NNT can vary widely. For instance heart attack aspirin therapy has a NNT of 1667 to avoid a major cardiac event . Since aspirin is dirt cheap ( a few bucks a year) this is a very cost effective intervention even if it is a low probability intervention.
Steeplejack (tablet)
@David Anderson:
Thanks very much. I know that a lot of the time you’re writing for a specialized audience, but it’s always good to identify the acronyms somewhere. It helps the interested layperson, and surprisingly often it prevents misunderstanding with experts in different or even related fields who have conflicting acronyms. Also, even within specialized fields, there’s a certain percentage of people who, uh, aren’t current, let’s say. I used to be the managing editor of a group of medical newsletters, audience doctors and hospital administrators, and it was surprising how often the issue of acronyms and “jargon” came up.
J R in WV
@David Anderson:
I wasn’t yelling at you, just saying emphatically how strongly I believe that big businesses should be responsible for their side effects when discovered. Can’t quite see how we make the petrochemical companies pay for their horrible use of lead for generations, for which I blame the right wing movement.

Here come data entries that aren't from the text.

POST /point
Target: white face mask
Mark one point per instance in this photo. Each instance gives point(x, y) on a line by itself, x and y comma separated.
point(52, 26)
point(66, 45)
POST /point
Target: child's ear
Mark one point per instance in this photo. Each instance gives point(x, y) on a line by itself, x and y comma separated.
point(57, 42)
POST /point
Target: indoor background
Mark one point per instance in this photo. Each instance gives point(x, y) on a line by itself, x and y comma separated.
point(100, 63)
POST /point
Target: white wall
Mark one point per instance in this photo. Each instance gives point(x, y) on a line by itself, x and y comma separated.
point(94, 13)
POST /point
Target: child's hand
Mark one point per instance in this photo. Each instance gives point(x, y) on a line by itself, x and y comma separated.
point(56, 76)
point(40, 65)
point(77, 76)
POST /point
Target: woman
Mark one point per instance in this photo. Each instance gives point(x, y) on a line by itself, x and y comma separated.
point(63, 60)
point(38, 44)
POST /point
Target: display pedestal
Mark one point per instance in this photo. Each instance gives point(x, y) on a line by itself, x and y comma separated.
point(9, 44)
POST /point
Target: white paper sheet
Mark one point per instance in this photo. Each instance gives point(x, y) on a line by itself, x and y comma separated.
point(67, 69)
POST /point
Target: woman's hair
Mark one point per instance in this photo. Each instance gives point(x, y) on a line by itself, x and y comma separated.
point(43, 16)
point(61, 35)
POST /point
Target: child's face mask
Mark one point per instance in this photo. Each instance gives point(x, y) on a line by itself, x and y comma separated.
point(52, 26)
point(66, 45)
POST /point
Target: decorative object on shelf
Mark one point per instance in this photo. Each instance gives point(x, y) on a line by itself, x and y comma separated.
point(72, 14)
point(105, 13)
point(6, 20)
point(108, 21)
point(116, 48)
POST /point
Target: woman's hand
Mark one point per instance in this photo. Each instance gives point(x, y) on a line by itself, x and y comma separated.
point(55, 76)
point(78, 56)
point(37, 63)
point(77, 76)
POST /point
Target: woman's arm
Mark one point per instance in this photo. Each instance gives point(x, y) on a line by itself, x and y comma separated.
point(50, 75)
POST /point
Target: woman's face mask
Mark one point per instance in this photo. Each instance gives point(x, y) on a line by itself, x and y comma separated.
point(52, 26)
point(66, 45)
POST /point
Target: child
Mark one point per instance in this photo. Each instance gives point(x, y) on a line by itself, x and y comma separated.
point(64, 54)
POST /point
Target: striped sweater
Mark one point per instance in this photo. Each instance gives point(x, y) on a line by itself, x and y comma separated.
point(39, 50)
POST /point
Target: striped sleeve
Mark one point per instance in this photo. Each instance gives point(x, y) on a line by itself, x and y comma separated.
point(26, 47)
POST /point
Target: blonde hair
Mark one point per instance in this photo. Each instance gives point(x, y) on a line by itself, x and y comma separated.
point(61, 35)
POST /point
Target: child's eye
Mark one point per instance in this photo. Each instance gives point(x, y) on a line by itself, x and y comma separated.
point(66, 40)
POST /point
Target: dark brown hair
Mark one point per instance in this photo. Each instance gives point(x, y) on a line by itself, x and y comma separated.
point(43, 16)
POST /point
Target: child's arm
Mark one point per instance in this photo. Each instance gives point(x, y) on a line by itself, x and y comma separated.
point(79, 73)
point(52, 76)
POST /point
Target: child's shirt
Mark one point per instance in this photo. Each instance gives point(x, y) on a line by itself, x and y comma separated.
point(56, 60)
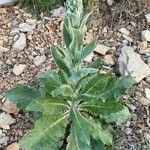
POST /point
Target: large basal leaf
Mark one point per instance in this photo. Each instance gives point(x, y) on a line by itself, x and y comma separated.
point(84, 128)
point(47, 133)
point(75, 143)
point(87, 50)
point(48, 84)
point(48, 80)
point(118, 117)
point(81, 73)
point(63, 90)
point(96, 144)
point(102, 108)
point(95, 64)
point(83, 21)
point(22, 95)
point(58, 60)
point(80, 127)
point(105, 87)
point(95, 85)
point(48, 105)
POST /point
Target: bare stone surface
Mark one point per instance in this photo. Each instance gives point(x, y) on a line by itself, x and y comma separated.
point(25, 27)
point(6, 119)
point(13, 146)
point(108, 60)
point(101, 49)
point(9, 107)
point(148, 17)
point(18, 69)
point(20, 44)
point(145, 35)
point(6, 2)
point(39, 60)
point(89, 58)
point(147, 93)
point(124, 31)
point(130, 63)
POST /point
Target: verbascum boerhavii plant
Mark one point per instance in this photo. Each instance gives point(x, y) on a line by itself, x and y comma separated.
point(75, 103)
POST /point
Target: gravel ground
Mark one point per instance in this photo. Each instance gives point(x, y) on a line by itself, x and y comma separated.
point(134, 135)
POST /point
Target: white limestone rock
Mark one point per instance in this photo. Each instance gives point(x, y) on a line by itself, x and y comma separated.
point(39, 60)
point(19, 69)
point(20, 44)
point(145, 35)
point(130, 63)
point(101, 49)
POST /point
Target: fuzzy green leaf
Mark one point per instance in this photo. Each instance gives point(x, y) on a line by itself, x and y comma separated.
point(95, 85)
point(22, 95)
point(83, 21)
point(66, 31)
point(87, 50)
point(84, 127)
point(63, 77)
point(82, 73)
point(76, 43)
point(95, 64)
point(118, 117)
point(80, 127)
point(75, 143)
point(63, 90)
point(97, 144)
point(105, 87)
point(58, 60)
point(46, 134)
point(102, 108)
point(48, 105)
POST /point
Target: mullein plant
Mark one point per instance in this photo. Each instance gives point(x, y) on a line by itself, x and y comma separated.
point(76, 103)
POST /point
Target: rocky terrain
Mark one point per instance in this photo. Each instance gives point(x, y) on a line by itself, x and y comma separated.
point(25, 50)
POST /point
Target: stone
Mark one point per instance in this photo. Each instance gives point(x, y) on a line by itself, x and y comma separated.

But, otherwise, I’m working on it! We’re working on it!!! Thanks, DougJ!~
Wms
What’s the analysis for sewage and water treatment? We’ve made that choice as a public good.
Fred Fnord
You’re also neglecting the other sticking point that makes this even less likely: MBAs don’t like to LOOK like they’re ‘using money inefficiently’ even when they’re not, and it is even more important for them to look responsible and serious than it is for them to actually save money.
I freely admit that I don’t know how things are done in the health care business in particular. But in any business that requires office space, it’s well known that giving employees who have to actually concentrate on anything their own offices is essentially always worth the cost of extra floor space. Even in San Francisco, where the higher cost of office space is only partially evened out by the higher cost of an employee, this holds true. But open office plans LOOK incredibly cost-effective, and consequently nobody ever has to explain the cost of one to their boss, or to the board of trustees. I would imagine that it is much the same when a publicly-owned health care entity is caught doing housing renovations. Sure, you CAN explain it, and they MIGHT believe you, but why risk it?